Dans l'essai UKLS, 88 897 personnes âgées de 50 à 75 ans ont été invitées à répondre à un questionnaire afin de déterminer le risque de développer un cancer broncho-pulmonaire. Les personnes présentant un risque d'au moins 5% au cours des cinq prochaines années (à l'aide du modèle de risques du projet Liverpool Lung) ont été invitées à participer à l'essai.

23 794 personnes (26,8 %) ont répondu au questionnaire. Il y avait plus d'ex-fumeurs que dans la population générale (40 % contre 33 %) et moins de fumeurs actuels (14 % contre 17,5 %).

Au total, 2 855 (12 %) étaient à haut risque et seulement la moitié a fréquenté une clinique de recrutement. (42)

Une étude quantitative réalisée auprès de 2500 sujets à risque de cancer broncho-pulmonaire avait pour objectif de connaître leurs connaissances, leurs raisons et leurs décisions de participer ou non à l'essai contrôlé randomisé NELSON. Ils recevaient 3 semaines avant une brochure contenant des informations sur l'essai.

Les connaissances sur la maladie étaient en moyenne correctes, plus souvent que sur les éléments du dépistage du cancer du poumon.

Les participants avaient une connaissance suffisante du dépistage du cancer broncho- pulmonaire (51%), plus souvent que les non-participants (38% ; p = 0,009). (43)

Une enquête réalisée en 2016 au Pays de Galles, auprès de 1007 adultes âgés de 16 ans et plus, avait pour objectif de comprendre les obstacles au dépistage du cancer broncho- pulmonaire, si celui-ci était introduit. Les facteurs déterminants ont été examinés à l'aide d'une régression multivariable ajustée en fonction de l'âge, du sexe, du groupe social et des croyances sur le cancer broncho-pulmonaire. Les résultats étaient les suivants :

L’évitement du dépistage du cancer du poumon, dû à la peur de ce que l’on pouvait trouver, était associé de manière statistiquement significative à des convictions négatives concernant le cancer du poumon, notamment un fatalisme (AOR = 8,8, IC 95 % = 5,6- 13,9, p ≤ 0,001), une perception négative des symptômes (AOR = 2,4, IC 95 % = 1,5-3,9, P ≤ 0,001) et la faible efficacité du traitement (AOR = 0,3, IC = 0,2-0,7, P ≤ 0,01). (44)

Ils suggéraient par conséquent la mise en place de campagnes de sensibilisation auprès du public, mettant l’accent sur les avantages du dépistage, pour modifier les croyances fatalistes sur la survie et le traitement du cancer broncho-pulmonaire, avant la mise en œuvre d'un programme de dépistage du cancer du poumon.
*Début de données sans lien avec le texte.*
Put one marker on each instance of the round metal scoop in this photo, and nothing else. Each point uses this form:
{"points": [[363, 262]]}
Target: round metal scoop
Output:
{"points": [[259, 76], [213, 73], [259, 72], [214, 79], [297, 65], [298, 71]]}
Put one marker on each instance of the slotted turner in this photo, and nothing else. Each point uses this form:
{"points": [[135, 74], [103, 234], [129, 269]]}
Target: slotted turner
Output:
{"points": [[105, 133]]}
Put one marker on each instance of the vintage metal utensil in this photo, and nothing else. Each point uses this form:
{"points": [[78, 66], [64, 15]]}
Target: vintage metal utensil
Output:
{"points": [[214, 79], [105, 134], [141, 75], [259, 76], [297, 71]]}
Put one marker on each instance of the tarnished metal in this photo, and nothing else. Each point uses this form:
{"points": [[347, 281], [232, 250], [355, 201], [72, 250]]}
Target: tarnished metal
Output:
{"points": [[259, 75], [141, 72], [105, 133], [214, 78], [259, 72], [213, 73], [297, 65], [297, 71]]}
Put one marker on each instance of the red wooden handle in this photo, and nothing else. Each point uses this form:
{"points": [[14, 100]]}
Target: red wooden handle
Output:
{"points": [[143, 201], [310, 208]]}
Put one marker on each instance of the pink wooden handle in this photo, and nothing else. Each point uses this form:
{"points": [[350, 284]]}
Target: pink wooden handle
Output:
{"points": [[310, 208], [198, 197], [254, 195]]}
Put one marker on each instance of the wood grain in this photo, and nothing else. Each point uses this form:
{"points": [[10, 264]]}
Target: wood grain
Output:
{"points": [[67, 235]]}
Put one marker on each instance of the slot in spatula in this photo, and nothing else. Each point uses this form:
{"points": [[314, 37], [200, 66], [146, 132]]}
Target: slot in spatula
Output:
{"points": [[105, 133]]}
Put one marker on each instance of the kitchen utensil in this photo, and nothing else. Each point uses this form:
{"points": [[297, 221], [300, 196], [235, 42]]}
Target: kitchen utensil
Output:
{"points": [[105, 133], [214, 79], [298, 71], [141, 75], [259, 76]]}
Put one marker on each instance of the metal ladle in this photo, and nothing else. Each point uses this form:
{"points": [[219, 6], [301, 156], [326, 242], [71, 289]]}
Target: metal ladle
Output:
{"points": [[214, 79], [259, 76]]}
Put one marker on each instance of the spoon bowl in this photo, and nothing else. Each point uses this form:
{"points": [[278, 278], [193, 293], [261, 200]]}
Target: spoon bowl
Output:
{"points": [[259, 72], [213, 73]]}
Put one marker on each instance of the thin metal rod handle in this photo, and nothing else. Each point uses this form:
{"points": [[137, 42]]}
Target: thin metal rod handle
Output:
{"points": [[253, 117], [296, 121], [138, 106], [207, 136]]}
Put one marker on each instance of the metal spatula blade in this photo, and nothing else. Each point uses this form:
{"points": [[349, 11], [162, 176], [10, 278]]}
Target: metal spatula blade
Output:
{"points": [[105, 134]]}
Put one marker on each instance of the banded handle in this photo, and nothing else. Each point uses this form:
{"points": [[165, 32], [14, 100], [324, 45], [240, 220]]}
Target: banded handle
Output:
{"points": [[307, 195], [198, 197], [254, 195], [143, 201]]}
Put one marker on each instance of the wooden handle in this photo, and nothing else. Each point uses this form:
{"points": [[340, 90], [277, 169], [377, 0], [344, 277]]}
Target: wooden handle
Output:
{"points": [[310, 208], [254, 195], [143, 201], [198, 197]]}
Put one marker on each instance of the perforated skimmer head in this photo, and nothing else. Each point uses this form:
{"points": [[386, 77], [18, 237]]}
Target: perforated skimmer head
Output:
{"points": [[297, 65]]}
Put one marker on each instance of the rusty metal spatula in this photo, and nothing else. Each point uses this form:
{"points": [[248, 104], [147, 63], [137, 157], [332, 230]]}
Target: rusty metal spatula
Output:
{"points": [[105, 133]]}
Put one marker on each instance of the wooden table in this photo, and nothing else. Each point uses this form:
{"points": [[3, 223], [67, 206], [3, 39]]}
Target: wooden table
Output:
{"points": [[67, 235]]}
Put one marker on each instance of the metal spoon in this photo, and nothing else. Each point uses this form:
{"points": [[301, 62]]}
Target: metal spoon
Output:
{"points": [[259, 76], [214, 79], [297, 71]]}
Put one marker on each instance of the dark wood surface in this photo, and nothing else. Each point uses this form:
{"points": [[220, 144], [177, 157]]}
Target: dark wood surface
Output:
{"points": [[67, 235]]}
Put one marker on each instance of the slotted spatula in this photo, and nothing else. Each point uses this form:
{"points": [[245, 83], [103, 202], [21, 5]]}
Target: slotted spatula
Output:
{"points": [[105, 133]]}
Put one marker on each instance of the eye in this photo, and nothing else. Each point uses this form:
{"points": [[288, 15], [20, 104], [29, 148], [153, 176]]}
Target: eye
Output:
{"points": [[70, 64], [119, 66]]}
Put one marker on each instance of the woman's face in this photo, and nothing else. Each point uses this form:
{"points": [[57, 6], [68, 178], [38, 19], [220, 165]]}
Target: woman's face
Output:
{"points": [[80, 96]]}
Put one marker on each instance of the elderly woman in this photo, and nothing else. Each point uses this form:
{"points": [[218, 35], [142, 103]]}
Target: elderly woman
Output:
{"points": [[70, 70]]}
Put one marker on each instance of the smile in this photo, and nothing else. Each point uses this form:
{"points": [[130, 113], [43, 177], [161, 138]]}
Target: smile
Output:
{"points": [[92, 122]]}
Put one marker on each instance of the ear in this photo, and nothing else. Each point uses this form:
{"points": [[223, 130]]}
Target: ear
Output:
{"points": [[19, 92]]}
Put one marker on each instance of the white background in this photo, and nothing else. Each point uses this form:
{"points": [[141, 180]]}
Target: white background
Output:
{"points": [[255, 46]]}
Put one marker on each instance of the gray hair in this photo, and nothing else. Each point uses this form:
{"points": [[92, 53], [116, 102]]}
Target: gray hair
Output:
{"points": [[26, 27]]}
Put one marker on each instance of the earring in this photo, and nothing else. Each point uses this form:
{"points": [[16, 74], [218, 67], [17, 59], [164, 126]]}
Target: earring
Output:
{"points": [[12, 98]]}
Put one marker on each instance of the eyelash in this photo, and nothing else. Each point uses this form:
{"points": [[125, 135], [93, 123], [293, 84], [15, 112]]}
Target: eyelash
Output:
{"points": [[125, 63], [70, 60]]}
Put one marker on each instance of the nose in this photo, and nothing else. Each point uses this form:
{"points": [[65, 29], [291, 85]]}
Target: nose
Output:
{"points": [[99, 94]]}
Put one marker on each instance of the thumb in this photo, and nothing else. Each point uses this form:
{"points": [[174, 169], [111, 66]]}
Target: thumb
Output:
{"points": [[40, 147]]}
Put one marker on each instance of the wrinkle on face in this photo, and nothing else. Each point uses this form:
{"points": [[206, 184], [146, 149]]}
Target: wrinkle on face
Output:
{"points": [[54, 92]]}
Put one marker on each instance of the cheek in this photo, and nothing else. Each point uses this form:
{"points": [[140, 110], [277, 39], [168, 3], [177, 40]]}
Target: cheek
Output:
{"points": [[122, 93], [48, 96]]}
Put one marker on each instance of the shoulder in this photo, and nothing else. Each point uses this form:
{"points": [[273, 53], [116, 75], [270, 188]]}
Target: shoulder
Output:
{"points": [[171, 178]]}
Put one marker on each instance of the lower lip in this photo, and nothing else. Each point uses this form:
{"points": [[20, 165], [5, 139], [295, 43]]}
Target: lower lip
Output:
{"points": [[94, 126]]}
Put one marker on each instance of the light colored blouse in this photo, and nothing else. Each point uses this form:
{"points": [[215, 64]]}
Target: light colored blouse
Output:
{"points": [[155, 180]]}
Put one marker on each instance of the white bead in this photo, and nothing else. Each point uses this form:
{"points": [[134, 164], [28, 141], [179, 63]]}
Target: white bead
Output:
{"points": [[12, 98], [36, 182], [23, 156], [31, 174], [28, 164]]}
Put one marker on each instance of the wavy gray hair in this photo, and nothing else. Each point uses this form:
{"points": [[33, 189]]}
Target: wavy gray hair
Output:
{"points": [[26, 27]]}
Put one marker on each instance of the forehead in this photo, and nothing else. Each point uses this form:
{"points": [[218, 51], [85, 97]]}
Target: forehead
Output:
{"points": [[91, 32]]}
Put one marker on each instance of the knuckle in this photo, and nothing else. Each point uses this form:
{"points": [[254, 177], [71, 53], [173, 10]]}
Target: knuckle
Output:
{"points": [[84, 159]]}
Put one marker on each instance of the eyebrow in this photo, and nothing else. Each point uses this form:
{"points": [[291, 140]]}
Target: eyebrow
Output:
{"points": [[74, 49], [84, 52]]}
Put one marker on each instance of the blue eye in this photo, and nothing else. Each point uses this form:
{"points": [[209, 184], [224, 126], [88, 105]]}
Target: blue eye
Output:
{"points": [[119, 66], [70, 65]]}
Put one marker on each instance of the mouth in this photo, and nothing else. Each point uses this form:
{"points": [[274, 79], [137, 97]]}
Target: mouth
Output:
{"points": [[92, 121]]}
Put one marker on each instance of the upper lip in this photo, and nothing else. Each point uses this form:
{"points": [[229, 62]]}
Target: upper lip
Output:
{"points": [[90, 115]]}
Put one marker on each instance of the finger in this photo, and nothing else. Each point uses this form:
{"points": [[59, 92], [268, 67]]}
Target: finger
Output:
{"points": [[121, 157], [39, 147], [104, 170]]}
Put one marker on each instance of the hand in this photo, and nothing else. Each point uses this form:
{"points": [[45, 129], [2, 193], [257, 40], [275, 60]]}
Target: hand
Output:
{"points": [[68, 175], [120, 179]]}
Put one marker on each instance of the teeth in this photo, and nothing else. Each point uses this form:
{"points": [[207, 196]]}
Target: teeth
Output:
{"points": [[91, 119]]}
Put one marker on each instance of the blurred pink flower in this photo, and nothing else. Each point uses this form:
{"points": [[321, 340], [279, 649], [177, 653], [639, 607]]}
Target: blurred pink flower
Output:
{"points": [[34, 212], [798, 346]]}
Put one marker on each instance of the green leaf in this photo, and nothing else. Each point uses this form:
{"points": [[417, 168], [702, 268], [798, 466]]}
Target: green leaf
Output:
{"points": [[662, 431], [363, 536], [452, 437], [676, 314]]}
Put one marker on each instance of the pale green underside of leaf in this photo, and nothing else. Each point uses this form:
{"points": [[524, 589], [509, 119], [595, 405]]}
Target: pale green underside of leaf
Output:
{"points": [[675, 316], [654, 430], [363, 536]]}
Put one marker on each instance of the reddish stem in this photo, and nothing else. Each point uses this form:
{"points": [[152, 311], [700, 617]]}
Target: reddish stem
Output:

En effet, l'information des personnes à haut risque est cruciale pour l'efficacité du dépistage du cancer broncho-pulmonaire et ainsi optimiser son rapport bénéfice-risque.

En effet, 88% des décès évités par le NLST concernaient les participants classés dans les trois quintiles les plus à risque. Toutefois, le nombre d'inscriptions aux essais cliniques a été faible: moins de 5% des personnes invitées appartenant à la tranche d'âge visée ont participé. (45)

Cinq médecins interrogés au cours de notre étude nous ont également suggérés l'idée d'une campagne d'informations auprès des patients éligibles afin d'améliorer leur adhésion. L’information des patients permettrait également aux médecins généralistes d'aborder le sujet plus facilement car les patients pourraient éventuellement consulter pour cet unique motif.